Non sono più i tempi in cui le autorità cinesi decidevano di riempire a forza i treni di contadini dall'entroterra cinese per spedirli nelle zone popolate da chi cinese non si sentiva di essere, quali le regioni del Tibet, della Mongolia Interna o del Xinjiang. Oggi, per invogliare i cinesi a inerpicarsi sull'altopiano tibetano o nelle aride terre uigure, si preferiscono gli incentivi economici, che già hanno dato prova della loro efficacia.
Per il Tibet, ad esempio, è pronto uno sgravio fiscale per chi vorrà installarsi, assecondando la politica di Pechino che vuole diluire la popolazione tibetana.

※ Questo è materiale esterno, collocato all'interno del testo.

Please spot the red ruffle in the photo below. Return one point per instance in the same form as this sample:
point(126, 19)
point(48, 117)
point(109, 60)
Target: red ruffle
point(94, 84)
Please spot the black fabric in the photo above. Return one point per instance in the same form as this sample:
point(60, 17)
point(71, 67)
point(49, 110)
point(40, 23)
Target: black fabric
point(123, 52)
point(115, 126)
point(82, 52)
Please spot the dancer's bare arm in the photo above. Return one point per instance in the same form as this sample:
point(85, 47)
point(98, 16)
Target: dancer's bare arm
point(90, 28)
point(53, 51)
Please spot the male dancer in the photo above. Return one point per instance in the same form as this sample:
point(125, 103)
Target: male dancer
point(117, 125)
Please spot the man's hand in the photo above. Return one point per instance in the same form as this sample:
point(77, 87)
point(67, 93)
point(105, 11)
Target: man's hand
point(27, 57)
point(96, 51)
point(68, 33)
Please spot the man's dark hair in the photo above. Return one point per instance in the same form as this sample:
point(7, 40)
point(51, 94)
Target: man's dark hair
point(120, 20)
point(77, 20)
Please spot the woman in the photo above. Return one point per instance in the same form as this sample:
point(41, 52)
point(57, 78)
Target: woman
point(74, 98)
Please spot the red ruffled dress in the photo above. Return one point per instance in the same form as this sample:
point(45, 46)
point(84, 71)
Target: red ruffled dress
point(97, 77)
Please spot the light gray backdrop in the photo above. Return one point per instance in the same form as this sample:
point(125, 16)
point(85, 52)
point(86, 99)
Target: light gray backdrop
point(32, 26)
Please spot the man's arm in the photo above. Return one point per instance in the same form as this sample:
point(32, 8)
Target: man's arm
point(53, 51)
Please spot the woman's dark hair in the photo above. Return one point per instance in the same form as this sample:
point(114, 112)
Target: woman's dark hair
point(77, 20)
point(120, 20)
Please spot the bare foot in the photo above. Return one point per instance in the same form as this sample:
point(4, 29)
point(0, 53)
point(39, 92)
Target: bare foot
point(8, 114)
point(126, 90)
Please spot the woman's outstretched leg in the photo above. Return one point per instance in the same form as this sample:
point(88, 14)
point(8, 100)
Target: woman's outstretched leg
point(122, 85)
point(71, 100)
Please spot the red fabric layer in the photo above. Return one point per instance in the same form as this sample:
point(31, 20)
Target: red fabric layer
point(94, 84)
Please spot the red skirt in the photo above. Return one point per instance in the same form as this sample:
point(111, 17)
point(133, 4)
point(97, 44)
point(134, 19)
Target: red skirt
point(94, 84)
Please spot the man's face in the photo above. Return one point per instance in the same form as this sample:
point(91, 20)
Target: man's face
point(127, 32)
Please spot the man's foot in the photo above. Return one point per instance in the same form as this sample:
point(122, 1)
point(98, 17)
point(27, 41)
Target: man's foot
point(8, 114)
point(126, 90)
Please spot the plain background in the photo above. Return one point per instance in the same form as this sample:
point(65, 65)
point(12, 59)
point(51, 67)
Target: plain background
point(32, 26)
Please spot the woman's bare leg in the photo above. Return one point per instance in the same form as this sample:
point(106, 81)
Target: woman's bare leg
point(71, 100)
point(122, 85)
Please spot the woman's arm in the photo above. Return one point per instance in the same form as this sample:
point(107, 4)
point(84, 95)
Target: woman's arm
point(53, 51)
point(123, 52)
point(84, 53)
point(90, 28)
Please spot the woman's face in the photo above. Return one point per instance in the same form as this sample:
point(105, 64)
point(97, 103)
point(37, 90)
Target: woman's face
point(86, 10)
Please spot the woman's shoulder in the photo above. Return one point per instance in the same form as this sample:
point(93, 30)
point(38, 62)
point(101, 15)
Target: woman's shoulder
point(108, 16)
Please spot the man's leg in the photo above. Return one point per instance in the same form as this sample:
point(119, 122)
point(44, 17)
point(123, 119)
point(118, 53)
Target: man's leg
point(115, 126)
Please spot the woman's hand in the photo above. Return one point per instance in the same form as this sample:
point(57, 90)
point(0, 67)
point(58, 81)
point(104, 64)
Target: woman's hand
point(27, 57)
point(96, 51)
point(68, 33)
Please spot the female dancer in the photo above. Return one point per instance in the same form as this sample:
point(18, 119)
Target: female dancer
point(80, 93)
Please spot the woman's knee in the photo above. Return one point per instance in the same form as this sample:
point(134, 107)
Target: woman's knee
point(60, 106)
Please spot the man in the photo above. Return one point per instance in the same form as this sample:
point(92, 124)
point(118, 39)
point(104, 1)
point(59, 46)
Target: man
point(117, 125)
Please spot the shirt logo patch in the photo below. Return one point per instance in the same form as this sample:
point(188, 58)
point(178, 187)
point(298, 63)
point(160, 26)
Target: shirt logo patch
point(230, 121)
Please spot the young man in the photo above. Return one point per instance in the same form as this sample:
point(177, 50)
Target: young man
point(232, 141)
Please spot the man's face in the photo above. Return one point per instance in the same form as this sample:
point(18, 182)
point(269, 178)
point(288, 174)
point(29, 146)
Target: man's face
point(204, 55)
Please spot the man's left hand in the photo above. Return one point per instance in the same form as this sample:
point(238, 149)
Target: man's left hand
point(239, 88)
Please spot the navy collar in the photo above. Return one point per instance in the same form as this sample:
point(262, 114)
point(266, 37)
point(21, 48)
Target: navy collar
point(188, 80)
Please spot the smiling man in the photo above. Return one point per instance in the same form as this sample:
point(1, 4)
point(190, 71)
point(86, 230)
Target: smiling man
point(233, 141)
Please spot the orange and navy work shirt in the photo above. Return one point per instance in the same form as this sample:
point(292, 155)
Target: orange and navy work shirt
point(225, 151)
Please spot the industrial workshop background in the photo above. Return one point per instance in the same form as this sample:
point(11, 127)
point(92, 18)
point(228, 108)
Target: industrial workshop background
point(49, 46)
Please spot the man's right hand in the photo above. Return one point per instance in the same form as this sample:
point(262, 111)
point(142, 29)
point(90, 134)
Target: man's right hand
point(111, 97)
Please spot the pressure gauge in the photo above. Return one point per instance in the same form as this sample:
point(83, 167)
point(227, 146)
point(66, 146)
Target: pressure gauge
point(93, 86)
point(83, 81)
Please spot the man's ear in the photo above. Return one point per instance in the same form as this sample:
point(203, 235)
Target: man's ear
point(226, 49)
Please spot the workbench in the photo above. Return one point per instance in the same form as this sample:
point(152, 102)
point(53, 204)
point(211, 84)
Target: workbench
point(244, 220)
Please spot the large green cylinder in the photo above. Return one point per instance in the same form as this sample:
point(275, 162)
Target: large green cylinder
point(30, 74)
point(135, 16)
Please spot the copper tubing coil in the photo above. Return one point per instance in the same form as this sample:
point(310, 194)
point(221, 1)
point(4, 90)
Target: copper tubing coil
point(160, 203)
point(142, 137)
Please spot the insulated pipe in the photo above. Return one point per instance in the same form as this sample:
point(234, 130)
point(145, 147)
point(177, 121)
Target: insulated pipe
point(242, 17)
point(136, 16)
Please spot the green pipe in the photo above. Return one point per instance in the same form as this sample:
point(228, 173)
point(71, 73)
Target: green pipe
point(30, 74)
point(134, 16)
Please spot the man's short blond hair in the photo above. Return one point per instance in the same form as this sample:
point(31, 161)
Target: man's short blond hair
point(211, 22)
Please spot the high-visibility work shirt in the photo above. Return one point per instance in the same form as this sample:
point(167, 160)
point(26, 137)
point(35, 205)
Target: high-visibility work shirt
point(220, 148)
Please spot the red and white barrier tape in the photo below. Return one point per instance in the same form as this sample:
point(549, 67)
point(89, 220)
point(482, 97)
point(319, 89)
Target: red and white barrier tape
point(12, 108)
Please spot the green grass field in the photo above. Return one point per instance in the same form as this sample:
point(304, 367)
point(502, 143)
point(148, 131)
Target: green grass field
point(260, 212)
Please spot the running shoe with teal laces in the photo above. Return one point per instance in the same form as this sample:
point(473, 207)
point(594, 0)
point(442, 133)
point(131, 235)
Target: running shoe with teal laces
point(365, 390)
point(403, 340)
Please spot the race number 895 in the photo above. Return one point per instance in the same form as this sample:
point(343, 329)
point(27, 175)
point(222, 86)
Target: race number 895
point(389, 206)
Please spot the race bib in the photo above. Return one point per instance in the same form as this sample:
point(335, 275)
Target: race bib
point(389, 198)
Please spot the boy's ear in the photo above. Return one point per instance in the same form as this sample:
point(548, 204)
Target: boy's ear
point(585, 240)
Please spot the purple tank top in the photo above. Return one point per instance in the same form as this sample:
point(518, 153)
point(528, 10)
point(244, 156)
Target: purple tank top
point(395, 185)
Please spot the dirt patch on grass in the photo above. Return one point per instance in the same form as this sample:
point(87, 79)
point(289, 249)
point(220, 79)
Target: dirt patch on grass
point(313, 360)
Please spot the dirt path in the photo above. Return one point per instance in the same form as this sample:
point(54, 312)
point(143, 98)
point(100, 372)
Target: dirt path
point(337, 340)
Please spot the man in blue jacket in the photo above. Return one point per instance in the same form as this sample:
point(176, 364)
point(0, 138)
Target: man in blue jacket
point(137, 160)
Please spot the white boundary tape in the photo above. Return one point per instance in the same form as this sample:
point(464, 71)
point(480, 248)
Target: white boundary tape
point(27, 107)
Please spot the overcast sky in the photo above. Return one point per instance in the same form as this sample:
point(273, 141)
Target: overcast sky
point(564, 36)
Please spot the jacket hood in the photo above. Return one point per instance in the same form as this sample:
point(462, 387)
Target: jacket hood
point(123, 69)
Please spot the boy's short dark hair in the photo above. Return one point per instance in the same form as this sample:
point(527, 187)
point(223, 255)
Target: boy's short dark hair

Dopo le statistiche pubblicate negli ultimi giorni sulla stampa cinese, che mostrano come il numero delle piccole aziende in Tibet è in netto aumento, e che queste sono per la maggior parte aperte da cinesi recentemente arrivati sull'altipiano, ieri il «Financial Times» riportava la notizia che il Tibet, da paradiso del buddhismo lamaista, sta divenendo un paradiso fiscale.
Il governo della prefettura di Shannan, una località nel Tibet occidentale chiamata Lokha in tibetano e abitata da 300 mila persone quasi tutte tibetane, ha cominciato ad attirare nuovi arrivi dall'entroterra cinese grazie a uno sconto fiscale per le imprese di tutto rispetto: qui chi investirà dovrà pagare solo il 15% di tasse, contro il 25% di media nel resto del Paese. E, sempre secondo il quotidiano britannico, le aziende che pagano più di 800 mila dollari americani potranno ottenere un rimborso del 40% del loro imponibile. Non stupisce dunque che dallo scorso anno Shannan riporti più di un raddoppio nelle ricette fiscali.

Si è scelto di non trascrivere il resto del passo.